Overview of Study Design

Evidence-based medicine rests on a hierarchy of study designs, each suited to different research questions and each carrying its own set of strengths and limitations. Understanding this hierarchy is fundamental to critically appraising the medical literature.

The GATE frame — Graphic Appraisal Tool for Epidemiological studies — provides a visual scaffold for describing the main elements of any epidemiological study. It incorporates the PECOT framework: Population, Exposure/Intervention, Comparison, Outcome, and Time. Together, these tools help clinicians rapidly identify what a study is asking, who it studied, and what it found.

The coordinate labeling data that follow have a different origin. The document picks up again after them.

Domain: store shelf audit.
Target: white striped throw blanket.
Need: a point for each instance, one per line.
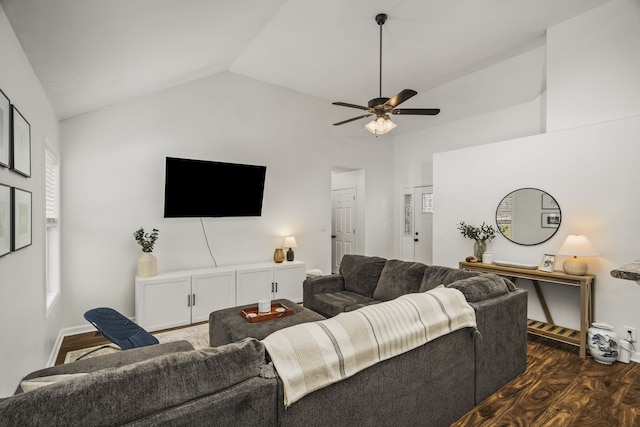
(310, 356)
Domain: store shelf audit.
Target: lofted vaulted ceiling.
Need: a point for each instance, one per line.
(89, 54)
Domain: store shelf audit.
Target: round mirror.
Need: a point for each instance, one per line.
(528, 216)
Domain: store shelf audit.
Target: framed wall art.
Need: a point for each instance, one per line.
(21, 218)
(550, 220)
(20, 143)
(549, 202)
(547, 263)
(5, 220)
(5, 108)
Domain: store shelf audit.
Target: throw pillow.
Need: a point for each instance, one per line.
(361, 273)
(399, 278)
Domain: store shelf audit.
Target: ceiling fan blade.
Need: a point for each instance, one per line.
(400, 98)
(350, 120)
(345, 104)
(417, 111)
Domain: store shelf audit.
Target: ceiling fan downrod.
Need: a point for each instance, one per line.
(381, 18)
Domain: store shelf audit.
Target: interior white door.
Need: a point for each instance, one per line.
(343, 232)
(408, 244)
(417, 224)
(423, 224)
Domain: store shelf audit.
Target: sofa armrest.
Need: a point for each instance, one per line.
(113, 360)
(501, 353)
(322, 285)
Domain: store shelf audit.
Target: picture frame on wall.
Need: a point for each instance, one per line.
(547, 263)
(20, 143)
(549, 202)
(5, 219)
(550, 220)
(21, 201)
(5, 116)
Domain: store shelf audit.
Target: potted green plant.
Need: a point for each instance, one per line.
(481, 235)
(147, 263)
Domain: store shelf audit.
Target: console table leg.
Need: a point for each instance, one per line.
(543, 302)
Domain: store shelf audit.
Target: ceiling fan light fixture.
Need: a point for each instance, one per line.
(381, 125)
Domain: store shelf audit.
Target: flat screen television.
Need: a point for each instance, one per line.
(201, 188)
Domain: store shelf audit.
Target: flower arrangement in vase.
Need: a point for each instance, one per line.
(481, 235)
(147, 263)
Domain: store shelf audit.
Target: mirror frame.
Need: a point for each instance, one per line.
(542, 208)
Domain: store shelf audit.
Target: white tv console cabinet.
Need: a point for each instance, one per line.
(183, 297)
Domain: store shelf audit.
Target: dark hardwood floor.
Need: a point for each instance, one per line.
(560, 389)
(557, 389)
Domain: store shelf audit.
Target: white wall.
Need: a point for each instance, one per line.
(26, 330)
(113, 183)
(592, 182)
(592, 66)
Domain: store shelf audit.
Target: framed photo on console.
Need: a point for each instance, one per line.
(547, 263)
(21, 218)
(5, 108)
(5, 220)
(20, 143)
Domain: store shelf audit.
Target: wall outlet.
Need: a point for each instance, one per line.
(628, 330)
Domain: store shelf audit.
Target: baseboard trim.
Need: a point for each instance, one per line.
(66, 332)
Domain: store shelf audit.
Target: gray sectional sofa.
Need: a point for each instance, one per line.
(235, 384)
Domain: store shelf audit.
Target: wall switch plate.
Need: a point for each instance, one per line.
(629, 330)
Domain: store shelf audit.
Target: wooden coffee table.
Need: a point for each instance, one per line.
(228, 325)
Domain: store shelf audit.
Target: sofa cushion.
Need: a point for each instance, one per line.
(334, 303)
(435, 275)
(361, 273)
(482, 287)
(399, 278)
(117, 396)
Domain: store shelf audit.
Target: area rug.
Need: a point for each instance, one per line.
(197, 335)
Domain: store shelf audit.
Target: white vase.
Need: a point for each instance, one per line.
(147, 265)
(603, 343)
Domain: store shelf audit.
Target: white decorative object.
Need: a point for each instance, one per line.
(603, 343)
(147, 265)
(576, 246)
(264, 306)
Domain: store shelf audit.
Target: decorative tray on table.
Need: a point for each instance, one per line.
(252, 315)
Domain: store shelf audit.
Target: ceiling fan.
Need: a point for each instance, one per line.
(382, 107)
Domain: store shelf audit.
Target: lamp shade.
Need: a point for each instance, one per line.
(577, 245)
(290, 242)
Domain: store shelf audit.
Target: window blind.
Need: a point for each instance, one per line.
(52, 174)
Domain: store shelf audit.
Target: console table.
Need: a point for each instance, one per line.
(549, 329)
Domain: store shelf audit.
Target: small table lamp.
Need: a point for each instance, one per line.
(290, 242)
(576, 246)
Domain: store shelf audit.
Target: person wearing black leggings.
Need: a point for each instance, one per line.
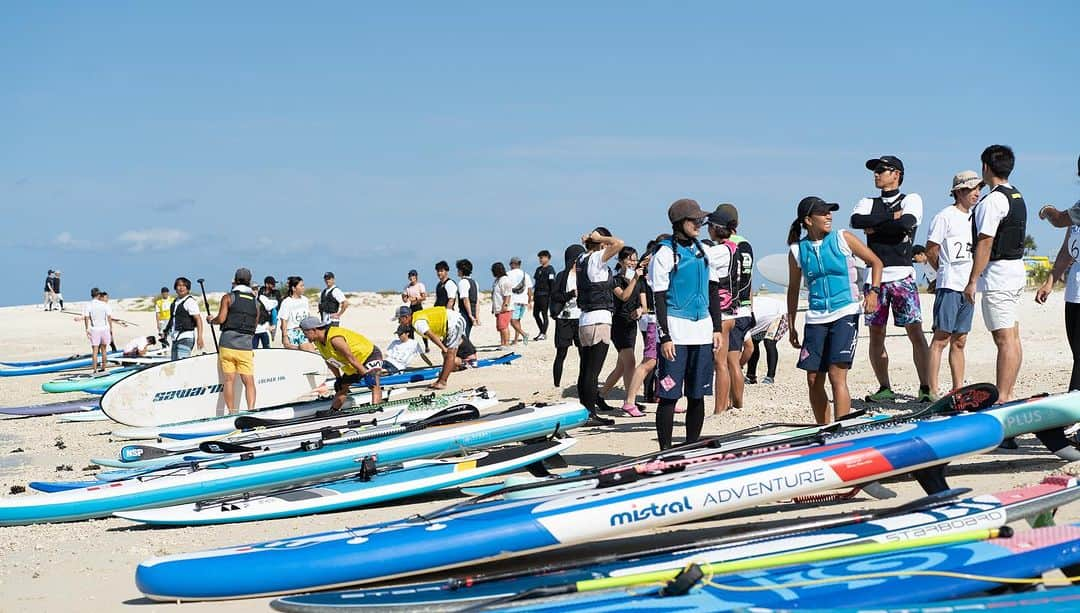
(595, 284)
(564, 309)
(544, 282)
(688, 322)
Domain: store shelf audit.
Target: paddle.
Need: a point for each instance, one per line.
(445, 417)
(206, 302)
(683, 580)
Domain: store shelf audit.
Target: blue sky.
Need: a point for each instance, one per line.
(142, 140)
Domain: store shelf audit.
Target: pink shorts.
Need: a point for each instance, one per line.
(502, 321)
(98, 338)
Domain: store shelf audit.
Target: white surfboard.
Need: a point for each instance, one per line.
(190, 389)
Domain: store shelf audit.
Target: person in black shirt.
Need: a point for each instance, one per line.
(544, 282)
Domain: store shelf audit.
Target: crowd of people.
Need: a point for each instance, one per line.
(690, 300)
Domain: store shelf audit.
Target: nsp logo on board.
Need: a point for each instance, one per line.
(635, 514)
(187, 393)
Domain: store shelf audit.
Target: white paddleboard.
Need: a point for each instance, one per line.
(190, 389)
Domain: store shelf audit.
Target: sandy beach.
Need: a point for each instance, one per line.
(90, 564)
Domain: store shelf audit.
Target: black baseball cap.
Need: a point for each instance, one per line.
(812, 203)
(892, 161)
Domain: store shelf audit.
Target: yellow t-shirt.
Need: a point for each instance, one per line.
(435, 317)
(162, 307)
(359, 345)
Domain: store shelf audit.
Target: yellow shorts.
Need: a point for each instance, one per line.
(241, 362)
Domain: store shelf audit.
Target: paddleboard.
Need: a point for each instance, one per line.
(254, 471)
(412, 478)
(636, 502)
(190, 389)
(933, 573)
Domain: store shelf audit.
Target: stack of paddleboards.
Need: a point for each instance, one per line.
(636, 495)
(305, 460)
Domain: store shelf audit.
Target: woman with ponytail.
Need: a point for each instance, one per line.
(825, 260)
(688, 322)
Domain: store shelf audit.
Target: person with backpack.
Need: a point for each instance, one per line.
(332, 301)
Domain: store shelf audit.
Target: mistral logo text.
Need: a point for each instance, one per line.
(640, 514)
(187, 393)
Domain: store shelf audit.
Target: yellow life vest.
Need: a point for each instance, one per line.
(163, 307)
(435, 317)
(359, 345)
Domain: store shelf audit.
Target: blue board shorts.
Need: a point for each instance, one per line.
(953, 313)
(828, 344)
(689, 375)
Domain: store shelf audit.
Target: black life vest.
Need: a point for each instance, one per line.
(893, 249)
(179, 319)
(473, 297)
(328, 304)
(442, 299)
(593, 296)
(1009, 240)
(242, 313)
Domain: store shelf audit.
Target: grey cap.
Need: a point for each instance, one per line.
(313, 324)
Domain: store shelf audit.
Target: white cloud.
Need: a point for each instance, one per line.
(66, 241)
(153, 239)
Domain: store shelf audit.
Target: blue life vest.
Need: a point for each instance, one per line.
(688, 285)
(829, 274)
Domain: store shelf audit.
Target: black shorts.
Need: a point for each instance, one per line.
(623, 335)
(566, 334)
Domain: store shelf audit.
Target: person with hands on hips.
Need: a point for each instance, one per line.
(688, 322)
(825, 260)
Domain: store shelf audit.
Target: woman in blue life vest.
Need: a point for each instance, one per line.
(688, 322)
(826, 260)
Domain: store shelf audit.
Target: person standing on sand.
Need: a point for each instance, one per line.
(564, 309)
(825, 260)
(294, 310)
(998, 231)
(521, 298)
(97, 317)
(688, 322)
(948, 254)
(446, 290)
(543, 281)
(332, 301)
(350, 355)
(596, 300)
(500, 302)
(267, 302)
(185, 327)
(446, 329)
(890, 221)
(628, 311)
(468, 296)
(163, 307)
(238, 316)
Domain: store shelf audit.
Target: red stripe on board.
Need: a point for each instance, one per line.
(859, 464)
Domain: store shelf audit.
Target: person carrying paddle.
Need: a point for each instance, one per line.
(444, 327)
(350, 355)
(688, 322)
(825, 259)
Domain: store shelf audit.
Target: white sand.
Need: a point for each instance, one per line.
(90, 564)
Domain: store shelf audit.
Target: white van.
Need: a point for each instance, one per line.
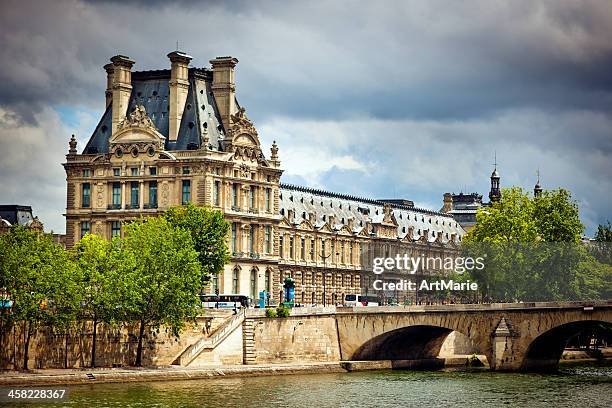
(360, 300)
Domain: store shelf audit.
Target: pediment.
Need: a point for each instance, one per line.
(345, 230)
(325, 228)
(284, 222)
(305, 225)
(137, 127)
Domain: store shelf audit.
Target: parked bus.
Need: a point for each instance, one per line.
(231, 301)
(360, 300)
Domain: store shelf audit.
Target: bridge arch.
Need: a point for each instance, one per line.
(545, 351)
(405, 343)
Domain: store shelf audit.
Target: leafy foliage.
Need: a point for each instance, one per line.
(40, 278)
(105, 292)
(516, 217)
(163, 270)
(283, 311)
(208, 231)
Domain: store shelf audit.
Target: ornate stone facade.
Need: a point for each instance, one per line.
(136, 165)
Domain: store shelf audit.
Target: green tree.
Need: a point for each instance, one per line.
(162, 267)
(517, 217)
(103, 287)
(531, 247)
(208, 230)
(556, 216)
(39, 275)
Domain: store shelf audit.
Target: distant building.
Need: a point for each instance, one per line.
(175, 136)
(463, 207)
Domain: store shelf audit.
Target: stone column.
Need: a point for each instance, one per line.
(141, 188)
(503, 344)
(123, 195)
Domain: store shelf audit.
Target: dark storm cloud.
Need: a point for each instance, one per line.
(386, 60)
(433, 87)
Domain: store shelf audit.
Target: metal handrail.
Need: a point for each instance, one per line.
(211, 342)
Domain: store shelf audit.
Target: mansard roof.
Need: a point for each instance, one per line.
(360, 211)
(151, 89)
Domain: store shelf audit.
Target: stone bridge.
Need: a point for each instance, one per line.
(521, 336)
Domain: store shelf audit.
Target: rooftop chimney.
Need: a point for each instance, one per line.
(109, 68)
(179, 85)
(121, 87)
(224, 87)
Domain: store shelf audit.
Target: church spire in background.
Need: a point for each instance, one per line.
(537, 190)
(495, 194)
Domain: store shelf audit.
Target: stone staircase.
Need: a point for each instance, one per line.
(248, 341)
(209, 343)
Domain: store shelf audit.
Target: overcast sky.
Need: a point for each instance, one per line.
(405, 99)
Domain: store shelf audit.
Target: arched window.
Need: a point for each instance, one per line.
(254, 284)
(235, 280)
(268, 281)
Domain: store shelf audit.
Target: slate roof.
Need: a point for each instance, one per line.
(304, 201)
(16, 214)
(151, 89)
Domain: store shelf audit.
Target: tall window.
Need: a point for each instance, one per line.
(86, 195)
(85, 228)
(186, 196)
(134, 194)
(235, 280)
(313, 254)
(234, 236)
(252, 239)
(153, 194)
(234, 195)
(216, 188)
(116, 228)
(253, 284)
(252, 192)
(268, 239)
(117, 195)
(216, 283)
(268, 281)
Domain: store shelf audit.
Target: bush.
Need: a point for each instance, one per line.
(283, 311)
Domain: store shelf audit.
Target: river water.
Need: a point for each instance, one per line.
(576, 387)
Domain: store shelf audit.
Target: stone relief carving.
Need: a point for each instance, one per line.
(138, 117)
(240, 123)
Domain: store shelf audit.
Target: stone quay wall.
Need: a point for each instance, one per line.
(115, 346)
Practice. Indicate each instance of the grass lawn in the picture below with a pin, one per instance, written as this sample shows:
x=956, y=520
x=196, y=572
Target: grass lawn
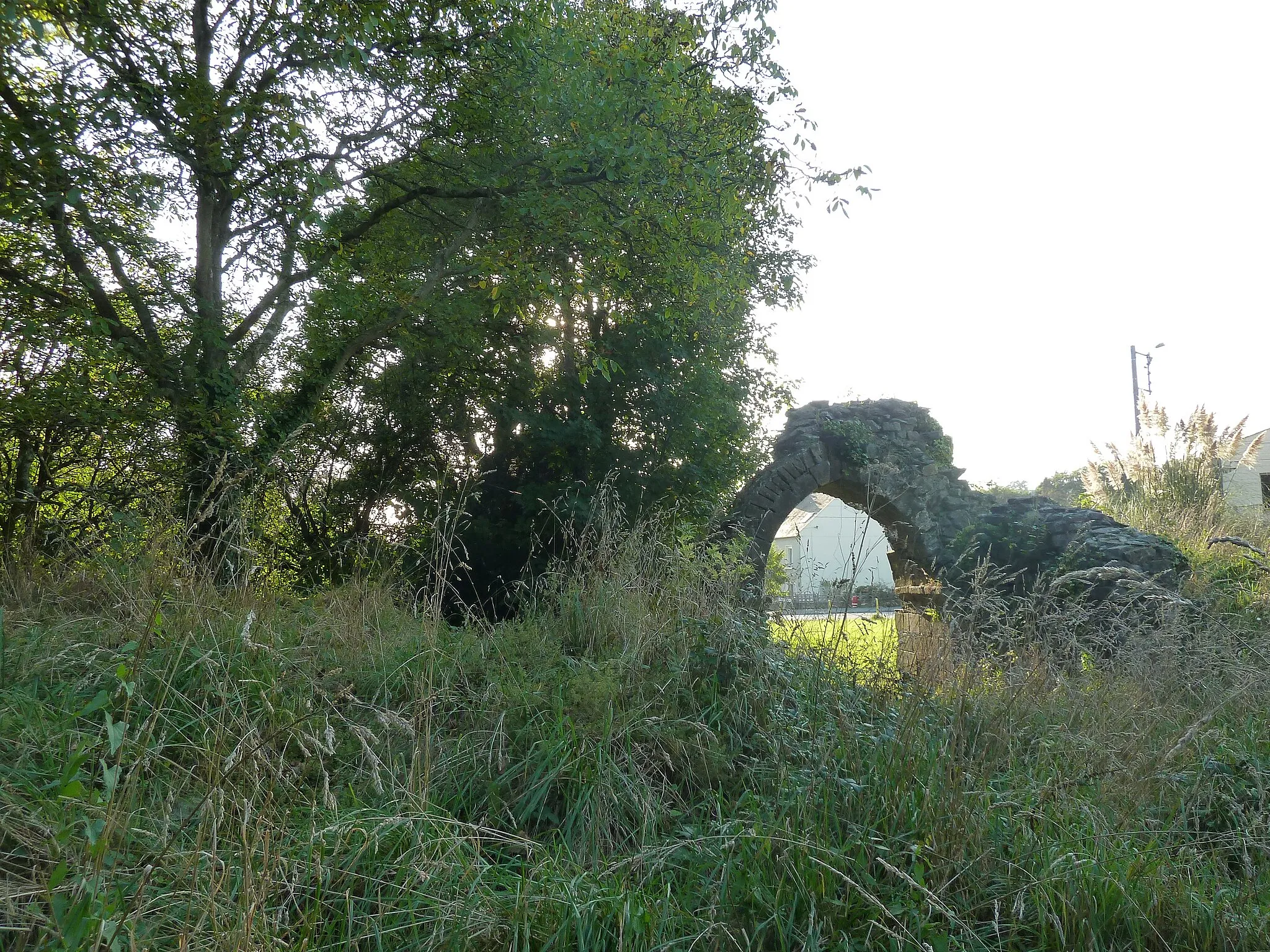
x=850, y=640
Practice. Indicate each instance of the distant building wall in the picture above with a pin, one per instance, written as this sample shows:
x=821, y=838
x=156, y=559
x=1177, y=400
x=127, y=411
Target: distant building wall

Study designs are broadly divided into observational and experimental categories. Observational studies — including cross-sectional, cohort, and case-control designs — observe participants without assigning exposures. Experimental studies, most notably randomised controlled trials (RCTs), assign participants to exposures or interventions, enabling causal inference.

Cross-sectional studies measure exposure and outcome at a single point in time, providing prevalence data. They are quick and inexpensive but cannot establish temporal sequence — we cannot know whether the exposure preceded the outcome.

Cohort studies recruit participants free of the outcome of interest, classify them by exposure status, and follow them forward in time. They can establish incidence, calculate relative risk and risk difference, and examine multiple outcomes from a single exposure. They are ideal for common outcomes and for studying rare exposures. Limitations include loss to follow-up, the healthy worker effect when occupational groups are selected, and the time and expense required for outcomes that develop slowly.

Case-control studies start from the outcome: cases have the disease; controls do not. The investigator then looks backward to determine whether exposure was more common in cases than controls. The measure of association is the odds ratio. Case-control studies are efficient for rare diseases and transient exposures, but are susceptible to recall bias and cannot directly calculate incidence.

RCTs assign participants at random to intervention or control groups, controlling for both known and unknown confounders. Genuine clinical equipoise — authentic uncertainty about which arm is superior — is an ethical prerequisite. The strength of an RCT lies in its ability to establish causality; limitations include cost, loss to follow-up, non-adherence, and concerns about generalisability.

Internal validity — the degree to which results accurately reflect the true relationship in the study population — depends on controlling chance (random error), bias, and confounding. External validity, or generalisability, asks whether results can be applied beyond the study population.

Bradford Hill's causal guidelines provide criteria for inferring causation from an observed association: strength, consistency, specificity, temporality, biological gradient (dose-response), plausibility, coherence, experimental evidence, and analogy.

The National Ethics Advisory Committee (NEAC) ethical principles for research can be remembered with the mnemonic A DJ RIB: Autonomy, Distributive justice, Justice, Respect, Integrity, and Beneficence.